Today, security leaders must:
· Assess business and technical risks,
including emerging threats and “known unknowns” that might impact the business
· Identify the right strategies and
technologies to mitigate the risks
· Communicate the nature of the risks
to top management, and justify investments in defensive measures
Threat intelligence can be a critical resource for all these activities,
providing information on general trends, such as:
· Which types of attacks are becoming
more (or less) frequent
· Which types of attacks are most
costly to the victims
· What new kinds of threat actors are
coming forward, and the assets and enterprises they are targeting
· The security practices and
technologies that have proven the most (or least) successful in stopping or
mitigating these attacks
It can also enable security groups to assess whether an emerging threat
is likely to affect their specific enterprise based on factors such as:
· Industry — Is the threat affecting other businesses in our vertical?

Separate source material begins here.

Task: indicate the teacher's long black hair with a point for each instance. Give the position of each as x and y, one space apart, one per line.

· Technology — Does the threat involve compromising software, hardware, or other
technologies used in our enterprise?
· Geography — Does the threat target facilities in regions where we have
operations?
· Attack method — Have methods used in the attack, including social engineering and
technical methods, been used successfully against our company or similar ones?
With these types of intelligence, gathered from a broad set of external
data sources, security decision makers gain a holistic view of the cyber risk
landscape and the greatest risks to their enterprise.
Here are four key areas where threat intelligence helps security leaders
make decisions:
· Mitigation — Threat intelligence helps security leaders prioritize the
vulnerabilities and weaknesses that threat actors are most likely to target,
giving context on the TTPs those threat actors use, and therefore the
weaknesses they tend to exploit.
· Communication — CISOs are often challenged by the need to describe threats and
justify countermeasures in terms that will motivate non-technical business
leaders, such as cost, impact on customers, new technologies. Threat
intelligence provides powerful ammunition for these discussions, such as the
impact of similar cyber attacks on companies of the same size in other industries or
trends and intelligence from the dark web indicating that the enterprise is
likely to be targeted.
· Supporting leaders — Threat intelligence can provide security leaders with a real-time
picture of the latest threats, trends, and events, helping security leaders
respond to a threat or communicate the potential impact of a new threat type to
business leaders and board members in a timely and efficient manner.
· The security skills gap — CISOs must make sure the IT organization has the human resources
to carry out its mission. But cybersecurity’s skills shortage means existing
security staff frequently cope with unmanageable workloads. Threat intelligence
automates some of the most labor-intensive tasks, rapidly collecting data and
correlating context from multiple intelligence sources, prioritizing risks, and
reducing unnecessary alerts. Powerful threat intelligence also helps junior
personnel quickly “upskill” and perform above their experience level.